Continuation of Pay (COP)
The Federal Employee’ Compensation Act (FECA) provides that an employee’s regular pay may continue for up to 45 calendar days of wage loss due to disability and/or medical treatment after a traumatic injury. The intent of this provision is to avoid interruption of the employee’s income while the case is being adjudicated. COP is not considered compensation and is therefore subject to the usual deductions from pay, such as income tax and retirement allotments. All instances of COP must be supported by medical documentation.

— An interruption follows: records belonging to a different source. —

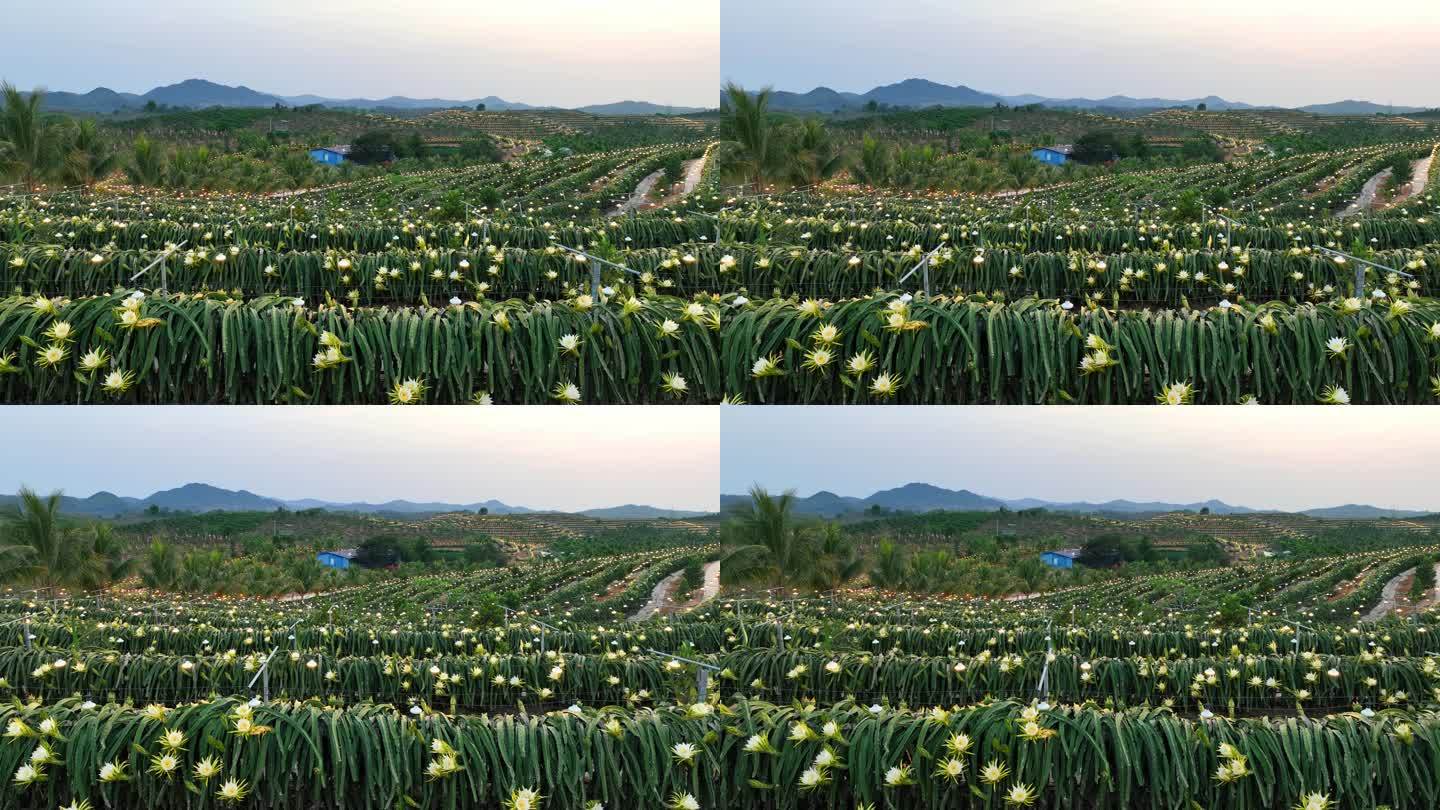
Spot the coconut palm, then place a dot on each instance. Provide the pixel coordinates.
(812, 154)
(890, 568)
(765, 541)
(873, 167)
(28, 149)
(88, 157)
(38, 549)
(147, 163)
(752, 152)
(162, 568)
(837, 561)
(102, 558)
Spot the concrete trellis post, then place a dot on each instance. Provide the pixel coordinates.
(264, 673)
(1360, 268)
(702, 672)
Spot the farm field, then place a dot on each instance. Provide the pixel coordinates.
(442, 286)
(458, 284)
(534, 683)
(1119, 288)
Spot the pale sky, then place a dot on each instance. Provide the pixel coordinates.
(1290, 459)
(558, 52)
(1265, 52)
(552, 459)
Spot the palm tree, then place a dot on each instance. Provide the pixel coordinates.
(88, 159)
(162, 567)
(890, 568)
(750, 149)
(765, 541)
(39, 551)
(147, 163)
(873, 167)
(835, 559)
(28, 150)
(102, 559)
(812, 154)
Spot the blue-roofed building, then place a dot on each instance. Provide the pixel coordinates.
(1053, 154)
(1062, 558)
(337, 558)
(330, 154)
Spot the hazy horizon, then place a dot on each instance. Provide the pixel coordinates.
(547, 459)
(563, 54)
(1269, 459)
(1283, 52)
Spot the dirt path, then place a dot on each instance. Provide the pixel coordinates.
(657, 597)
(694, 170)
(707, 590)
(663, 597)
(641, 195)
(1422, 180)
(1387, 597)
(1367, 195)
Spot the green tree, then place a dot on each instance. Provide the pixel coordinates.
(890, 567)
(39, 549)
(873, 167)
(28, 150)
(105, 559)
(373, 147)
(88, 159)
(765, 541)
(812, 154)
(750, 152)
(837, 561)
(162, 570)
(147, 163)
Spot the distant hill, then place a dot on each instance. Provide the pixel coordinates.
(638, 512)
(922, 92)
(1126, 103)
(818, 100)
(408, 506)
(1358, 108)
(493, 104)
(1360, 512)
(928, 497)
(205, 497)
(199, 94)
(98, 100)
(637, 108)
(1145, 508)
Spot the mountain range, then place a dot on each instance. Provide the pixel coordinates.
(923, 92)
(198, 94)
(205, 497)
(929, 497)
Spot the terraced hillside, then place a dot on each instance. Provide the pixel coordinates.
(424, 691)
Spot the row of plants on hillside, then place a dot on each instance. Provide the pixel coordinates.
(706, 755)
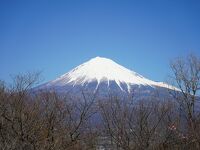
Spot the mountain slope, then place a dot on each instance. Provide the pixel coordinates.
(103, 75)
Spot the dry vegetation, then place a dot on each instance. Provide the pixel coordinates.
(48, 121)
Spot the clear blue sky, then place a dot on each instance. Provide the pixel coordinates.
(54, 35)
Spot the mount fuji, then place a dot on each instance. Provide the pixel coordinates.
(104, 76)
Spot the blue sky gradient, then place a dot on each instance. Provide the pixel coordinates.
(54, 36)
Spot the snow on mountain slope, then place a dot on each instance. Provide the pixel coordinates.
(102, 70)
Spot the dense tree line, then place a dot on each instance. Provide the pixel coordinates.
(49, 121)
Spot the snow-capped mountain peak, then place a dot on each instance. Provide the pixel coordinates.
(104, 70)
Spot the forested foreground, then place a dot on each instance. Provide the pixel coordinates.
(48, 121)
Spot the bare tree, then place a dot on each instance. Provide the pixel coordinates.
(186, 75)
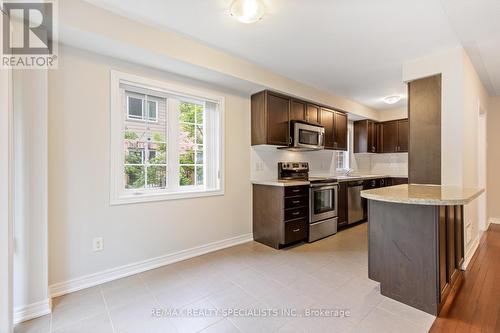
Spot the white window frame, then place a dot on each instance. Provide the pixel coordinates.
(118, 194)
(144, 110)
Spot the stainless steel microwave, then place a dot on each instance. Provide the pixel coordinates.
(307, 136)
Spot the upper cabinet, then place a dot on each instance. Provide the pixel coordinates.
(385, 137)
(270, 119)
(327, 121)
(335, 124)
(272, 113)
(366, 136)
(313, 113)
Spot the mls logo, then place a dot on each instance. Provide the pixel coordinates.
(28, 34)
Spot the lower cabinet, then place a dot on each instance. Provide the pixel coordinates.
(280, 214)
(451, 248)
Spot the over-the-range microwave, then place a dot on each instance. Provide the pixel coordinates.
(306, 136)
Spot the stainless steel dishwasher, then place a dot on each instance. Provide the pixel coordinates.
(355, 211)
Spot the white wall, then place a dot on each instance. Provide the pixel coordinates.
(392, 114)
(30, 193)
(493, 160)
(79, 177)
(6, 243)
(462, 93)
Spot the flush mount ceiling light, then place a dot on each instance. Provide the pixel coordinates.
(392, 99)
(247, 11)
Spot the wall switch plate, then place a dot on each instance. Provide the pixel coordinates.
(97, 244)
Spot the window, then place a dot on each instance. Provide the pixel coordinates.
(166, 141)
(137, 104)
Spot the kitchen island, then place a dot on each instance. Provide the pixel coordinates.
(416, 241)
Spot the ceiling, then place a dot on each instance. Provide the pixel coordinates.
(351, 48)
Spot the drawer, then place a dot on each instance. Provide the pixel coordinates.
(293, 191)
(295, 231)
(296, 202)
(296, 213)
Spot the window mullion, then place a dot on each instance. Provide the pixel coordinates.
(173, 143)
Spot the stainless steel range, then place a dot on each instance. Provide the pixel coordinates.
(323, 197)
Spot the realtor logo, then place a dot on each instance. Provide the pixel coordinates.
(29, 35)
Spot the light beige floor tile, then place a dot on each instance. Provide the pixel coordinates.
(138, 317)
(37, 325)
(124, 291)
(407, 312)
(383, 321)
(231, 298)
(251, 324)
(85, 295)
(77, 307)
(195, 320)
(98, 324)
(223, 326)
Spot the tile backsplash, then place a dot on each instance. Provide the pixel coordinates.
(265, 160)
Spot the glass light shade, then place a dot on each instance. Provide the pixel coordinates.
(247, 11)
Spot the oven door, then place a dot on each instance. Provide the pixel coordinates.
(308, 136)
(323, 203)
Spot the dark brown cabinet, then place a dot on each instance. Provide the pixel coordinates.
(342, 202)
(365, 136)
(340, 131)
(451, 247)
(394, 136)
(280, 214)
(335, 124)
(272, 113)
(327, 121)
(297, 110)
(270, 119)
(313, 113)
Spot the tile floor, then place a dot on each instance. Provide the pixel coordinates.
(328, 274)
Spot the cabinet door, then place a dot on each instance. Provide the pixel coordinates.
(278, 108)
(403, 135)
(459, 237)
(297, 110)
(389, 137)
(327, 120)
(372, 137)
(313, 113)
(451, 243)
(340, 131)
(342, 200)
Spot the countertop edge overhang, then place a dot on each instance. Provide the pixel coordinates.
(431, 195)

After entitlement to COP ends, the employee may apply for compensation, as noted in the Wage Loss section below, or use their personal sick or annual leave.
Time and Attendance
Injured employees may elect to use their own sick or annual leave, or COP for any work absences. If the employee elects COP, code "LU" should be used to record the employee's absence on the date of injury. The code “LU” should only be input on the day of injury, and the 4-digit injury number must accurately reflect the month and day of the injury, for example 1202 or 0115. Only the actual number of hours missed from work should be recorded under this code. If no time is lost on date of injury, the time included under the “LU” code should be input as “0”. At no time should the code "LU" ever be used beyond the date of injury.
For time-loss on days subsequent to the date of injury, code "LT" should be used. Once again, only the actual number of hours missed from work should be recorded under this code. Please remember that COP is a limited entitlement, and that all absences charged to "LU" or "LT" must be supported by medical documentation. The same 4-digit injury number reflecting the month and day of the injury must also be input for all instances of code “LT.”
Medical Treatment
If an employee requires medical treatment for the injury, the supervisor should complete the front of Form CA-16 , Authorization for Examination and/or Treatment, within four hours of the request whenever possible. The Form CA-16 can be obtained by contacting the DLA Human Resources, Injury Compensation office. If there is question whether the employee's condition is related to the employment, the supervisor should so indicate on the form. Where there is no time to complete a Form CA-16, the supervisor may authorize medical treatment by telephone and send the completed form to the medical facility within 48 hours. Retroactive issuance of Form CA-16 is usually not permitted under other circumstances. The Form CA-16 should not be issued if more than a week has passed since the injury.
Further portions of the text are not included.